Nach ihrer Scheidung lebte Schneewitchen nicht schlecht. Sie hatte wirklich gute Anwälte engagiert, die den Prinzen bis auf das letzte Hemd ausgezogen hatten. Im Jahr darauf hatte sie ihren Wohnsitz nach Monaco verlegt.

Sie lag auf einem Badetuch an ihrem Pool, mit atemberaubenden Blick über den Hafen. Ihre lange schwarze Mähne hatte sie auf Schulterlänge stutzen lassen trug sie seit einigen Wochen blondiert. („Sie sehen hin-reis-send aus!”)
Ihre Figur hatte nach den beiden Geburten nicht gelitten, auch wenn ihr Bauch nicht mehr ganz so straff war wie in der Zeit bei den Zwergen. (Das Essen bei ihnen war nicht schlecht gewesen, aber doch etwas einseitig - schließlich war sie alleine dafür zuständig gewesen - und Kochen war noch immer keine ihrer Stärken.
Noch immer wurde ihr schlecht, wenn sie an das frisch erlegte Wild dachte. Blut... Überall Blut... („Nimm diesen wunderschönen roten Apfel! Hast du jemals so einen schönen roten Apfel gesehen?”)
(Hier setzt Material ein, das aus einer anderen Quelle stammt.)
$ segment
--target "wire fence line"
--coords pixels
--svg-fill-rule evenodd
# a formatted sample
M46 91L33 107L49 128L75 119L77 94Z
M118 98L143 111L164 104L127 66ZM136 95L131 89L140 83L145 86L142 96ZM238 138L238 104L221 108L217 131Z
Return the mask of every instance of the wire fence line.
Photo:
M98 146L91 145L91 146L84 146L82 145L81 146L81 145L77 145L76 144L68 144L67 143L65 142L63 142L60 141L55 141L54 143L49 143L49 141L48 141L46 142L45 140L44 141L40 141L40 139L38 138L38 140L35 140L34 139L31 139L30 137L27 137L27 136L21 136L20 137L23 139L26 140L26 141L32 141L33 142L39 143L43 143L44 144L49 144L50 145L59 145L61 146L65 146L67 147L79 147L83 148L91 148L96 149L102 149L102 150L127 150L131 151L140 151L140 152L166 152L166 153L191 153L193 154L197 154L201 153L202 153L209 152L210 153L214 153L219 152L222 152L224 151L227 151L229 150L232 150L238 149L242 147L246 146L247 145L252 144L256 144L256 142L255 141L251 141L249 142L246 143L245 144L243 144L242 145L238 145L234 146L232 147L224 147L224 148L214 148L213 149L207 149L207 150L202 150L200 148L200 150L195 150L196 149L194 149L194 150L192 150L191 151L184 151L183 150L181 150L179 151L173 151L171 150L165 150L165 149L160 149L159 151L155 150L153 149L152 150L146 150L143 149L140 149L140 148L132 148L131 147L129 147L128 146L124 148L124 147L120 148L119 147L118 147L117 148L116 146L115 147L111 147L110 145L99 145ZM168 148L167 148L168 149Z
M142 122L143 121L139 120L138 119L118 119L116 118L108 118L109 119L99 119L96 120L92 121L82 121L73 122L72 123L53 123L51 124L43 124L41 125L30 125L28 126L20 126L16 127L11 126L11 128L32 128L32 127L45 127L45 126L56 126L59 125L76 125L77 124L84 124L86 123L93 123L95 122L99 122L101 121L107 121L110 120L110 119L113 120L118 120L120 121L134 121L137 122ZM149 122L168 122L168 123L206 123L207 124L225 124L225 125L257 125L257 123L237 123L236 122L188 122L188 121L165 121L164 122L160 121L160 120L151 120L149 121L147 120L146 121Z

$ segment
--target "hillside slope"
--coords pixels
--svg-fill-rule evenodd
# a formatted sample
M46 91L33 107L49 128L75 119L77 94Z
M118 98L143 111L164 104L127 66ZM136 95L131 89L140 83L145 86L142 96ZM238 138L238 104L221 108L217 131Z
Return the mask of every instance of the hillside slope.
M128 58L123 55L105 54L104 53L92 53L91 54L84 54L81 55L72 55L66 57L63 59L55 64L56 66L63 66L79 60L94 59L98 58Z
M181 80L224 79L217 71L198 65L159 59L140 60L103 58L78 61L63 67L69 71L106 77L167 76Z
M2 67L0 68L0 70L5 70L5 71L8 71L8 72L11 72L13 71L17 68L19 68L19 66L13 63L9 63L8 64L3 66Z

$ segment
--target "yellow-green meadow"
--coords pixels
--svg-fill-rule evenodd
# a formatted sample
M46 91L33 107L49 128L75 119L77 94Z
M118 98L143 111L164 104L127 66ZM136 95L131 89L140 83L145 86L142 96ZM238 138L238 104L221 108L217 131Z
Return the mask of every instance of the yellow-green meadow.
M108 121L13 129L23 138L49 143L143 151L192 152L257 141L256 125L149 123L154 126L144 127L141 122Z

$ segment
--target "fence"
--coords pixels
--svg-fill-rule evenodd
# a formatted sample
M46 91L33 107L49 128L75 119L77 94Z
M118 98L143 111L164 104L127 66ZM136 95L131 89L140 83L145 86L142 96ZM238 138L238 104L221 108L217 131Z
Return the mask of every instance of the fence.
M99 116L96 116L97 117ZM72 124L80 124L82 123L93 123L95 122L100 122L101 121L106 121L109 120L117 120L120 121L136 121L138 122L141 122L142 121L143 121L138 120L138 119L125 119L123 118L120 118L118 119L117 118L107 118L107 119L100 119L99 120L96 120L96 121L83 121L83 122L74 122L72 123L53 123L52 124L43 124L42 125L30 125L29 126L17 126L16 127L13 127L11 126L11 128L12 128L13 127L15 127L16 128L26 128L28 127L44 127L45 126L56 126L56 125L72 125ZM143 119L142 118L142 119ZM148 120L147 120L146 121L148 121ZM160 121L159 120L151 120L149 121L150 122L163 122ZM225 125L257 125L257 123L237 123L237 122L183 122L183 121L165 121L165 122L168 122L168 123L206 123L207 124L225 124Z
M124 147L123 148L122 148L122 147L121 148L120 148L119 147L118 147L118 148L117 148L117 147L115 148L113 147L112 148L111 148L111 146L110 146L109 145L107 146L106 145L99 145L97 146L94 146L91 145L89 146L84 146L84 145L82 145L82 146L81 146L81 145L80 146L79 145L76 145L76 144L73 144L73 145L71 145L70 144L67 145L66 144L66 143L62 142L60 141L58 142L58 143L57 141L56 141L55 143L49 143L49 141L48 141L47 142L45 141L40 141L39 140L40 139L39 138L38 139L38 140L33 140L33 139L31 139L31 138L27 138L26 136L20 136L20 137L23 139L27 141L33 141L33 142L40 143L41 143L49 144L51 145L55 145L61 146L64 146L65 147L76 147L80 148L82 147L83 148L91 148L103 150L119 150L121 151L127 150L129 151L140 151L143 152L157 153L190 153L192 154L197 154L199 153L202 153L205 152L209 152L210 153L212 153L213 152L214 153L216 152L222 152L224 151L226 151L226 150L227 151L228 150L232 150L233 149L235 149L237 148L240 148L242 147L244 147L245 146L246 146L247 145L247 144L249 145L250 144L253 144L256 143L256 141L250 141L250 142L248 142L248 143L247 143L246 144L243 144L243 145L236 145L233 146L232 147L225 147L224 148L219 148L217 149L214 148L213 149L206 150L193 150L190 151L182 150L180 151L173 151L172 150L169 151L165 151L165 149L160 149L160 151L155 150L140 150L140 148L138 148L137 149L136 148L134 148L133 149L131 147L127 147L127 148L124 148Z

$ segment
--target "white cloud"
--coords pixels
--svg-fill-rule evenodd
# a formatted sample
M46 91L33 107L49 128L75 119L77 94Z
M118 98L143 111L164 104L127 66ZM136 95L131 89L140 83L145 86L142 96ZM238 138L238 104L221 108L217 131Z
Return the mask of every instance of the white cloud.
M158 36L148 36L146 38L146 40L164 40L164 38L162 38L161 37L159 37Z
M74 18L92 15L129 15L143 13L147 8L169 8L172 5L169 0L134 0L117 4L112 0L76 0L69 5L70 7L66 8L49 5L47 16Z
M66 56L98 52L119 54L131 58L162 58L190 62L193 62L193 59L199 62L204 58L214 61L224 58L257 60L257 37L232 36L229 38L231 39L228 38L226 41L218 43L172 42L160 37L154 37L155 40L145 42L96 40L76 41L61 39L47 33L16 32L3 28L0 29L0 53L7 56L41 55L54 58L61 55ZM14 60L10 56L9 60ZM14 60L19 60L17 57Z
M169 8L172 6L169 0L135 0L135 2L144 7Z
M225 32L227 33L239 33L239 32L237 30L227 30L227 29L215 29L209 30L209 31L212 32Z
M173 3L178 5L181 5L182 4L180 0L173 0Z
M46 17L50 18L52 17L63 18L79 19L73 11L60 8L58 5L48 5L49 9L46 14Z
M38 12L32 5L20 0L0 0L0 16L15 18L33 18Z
[ 6] Des Königs neue Gemahlin war eine strahlende Schönheit. Sie führte von Anfang an ein hartes Regiment. Und sie HASSTE Schneewitchen vom ersten Augenblick, als sie sie erblickt hatte und das Schloss ihres neuen Gemahls betrat. Ihre weiße Haut... das ebenholzschwarze Haar... die blutroten Lippen... Im ersten Augenblick, als sie das junge Ding erblickte wusste sie, dass sie den König niemals völlig besitzen würde. Dass das kleine Miststück sterben musste wurde ihr erst später klar. Vielleicht war ihr von Anfang an bewusst gewesen, dass sie das Spiel gegen diese Konkurrentin längst verloren hatte... („Sieht sie nicht wunderschön aus? Hast du jemals so ein wun-der-schö-nes Mädchen gesehen? Sie ist ganz ihre Mutter!”)Sie war ihres Vaters Mädchen. Und würde es immer bleiben.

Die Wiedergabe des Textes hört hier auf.